Although the air pollution data are based on the measurement stations, the population, incidence, and death statistics are based on the Si-Gun-Gu district system, which is not directly matched to each other. To match and integrate the datasets, we obtained the latitudes and longitudes of each air pollution measurement station and administrative authorities office as a representative location for each district. Then we estimated the average air pollutant concentrations throughout the study period for each administrative office by linearly interpolating air pollutant measurements from the surrounding three stations. Python programming language version 2.7 (Python Software Foundation, Beaverton, Oregon, United States) was used in the procedure.

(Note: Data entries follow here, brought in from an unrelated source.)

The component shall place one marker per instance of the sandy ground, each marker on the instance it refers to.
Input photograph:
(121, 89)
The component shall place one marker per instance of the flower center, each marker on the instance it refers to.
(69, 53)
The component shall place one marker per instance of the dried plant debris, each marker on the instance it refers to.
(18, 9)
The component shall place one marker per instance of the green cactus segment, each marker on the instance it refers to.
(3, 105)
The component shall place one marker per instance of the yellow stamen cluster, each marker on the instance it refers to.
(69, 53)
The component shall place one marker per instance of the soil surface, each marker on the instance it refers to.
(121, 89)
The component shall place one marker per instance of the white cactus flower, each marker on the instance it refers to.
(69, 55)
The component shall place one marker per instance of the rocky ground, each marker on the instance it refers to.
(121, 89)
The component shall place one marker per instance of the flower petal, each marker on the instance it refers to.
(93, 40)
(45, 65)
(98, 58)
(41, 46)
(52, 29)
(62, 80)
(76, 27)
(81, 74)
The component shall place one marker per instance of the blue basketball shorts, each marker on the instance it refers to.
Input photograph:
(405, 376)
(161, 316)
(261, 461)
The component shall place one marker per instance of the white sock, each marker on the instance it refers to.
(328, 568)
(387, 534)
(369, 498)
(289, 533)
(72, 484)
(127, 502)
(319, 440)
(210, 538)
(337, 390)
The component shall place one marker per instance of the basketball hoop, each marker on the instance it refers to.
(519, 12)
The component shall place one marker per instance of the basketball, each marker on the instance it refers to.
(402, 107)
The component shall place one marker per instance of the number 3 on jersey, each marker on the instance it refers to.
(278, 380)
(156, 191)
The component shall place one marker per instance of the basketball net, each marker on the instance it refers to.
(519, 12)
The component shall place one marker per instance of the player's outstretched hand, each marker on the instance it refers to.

Considering the nature of cancer incidence that depends on long-term, cumulative exposure to putative carcinogens, a clear-cut exposure timing may not be determined. Rather, we summarized the mean ambient pollutant concentrations throughout the whole study period (2004–2016).

Confounding factors

Altitude, population density, higher-education rate, smoking rate, obesity rate, parity, unemployment rate, breastfeeding rate, oral contraceptive usage rate as of the 2010 Census, and gross regional domestic product (GRDP) per capita as of 2011 were accessed for every districts via the KOSIS database and considered as potential confounding factors. The rates are defined as follows: higher education rate (rate of >15-year-old women with equal to or higher education than college education in the district), smoking rate (rate of current female smokers adjusted by the age of the national standard female population), obesity rate (rate of females with BMI >25 adjusted by the age of the national standard female population), parity (number of childbirth per married >15-years-old women), unemployment rate (rate of unemployed >15-years-old women), breastfeeding rate (rate of females with breastfeeding history), oral contraceptive usage rate (rate of females with oral contraceptive usage). Parity, unemployment rate, breastfeeding rate, and oral contraceptive usage rate were provided only per 17 provinces, that is coarser than other covariates provided per 252 districts. For parity, unemployment rate, breastfeeding rate, and oral contraceptive usage rate, districts in the same province were attributed with the same estimates.

Statistical analysis

Data are shown as median and interquartile range and the 95% confidence interval (95%CI) where applicable. Multivariable beta regression33,34 models for the breast cancer incidence rates and mortality rates were built, and odds ratio (OR) of each air pollutant to the incidence and mortality rates were estimated, adjusting for the confounding factors. To estimate the 95% confidence intervals for ORs, a basic bootstrap method was applied. To minimize the multicollinearity in the model, variable pairs with Pearson’s correlation coefficients higher than 0.7 were identified, and variables of lower correlation with the breast cancer incidence rate and mortality rates were excluded from the model. R statistics software version 3.6.2 (R Foundation for Statistical Computing, Vienna, Austria) was used in this study.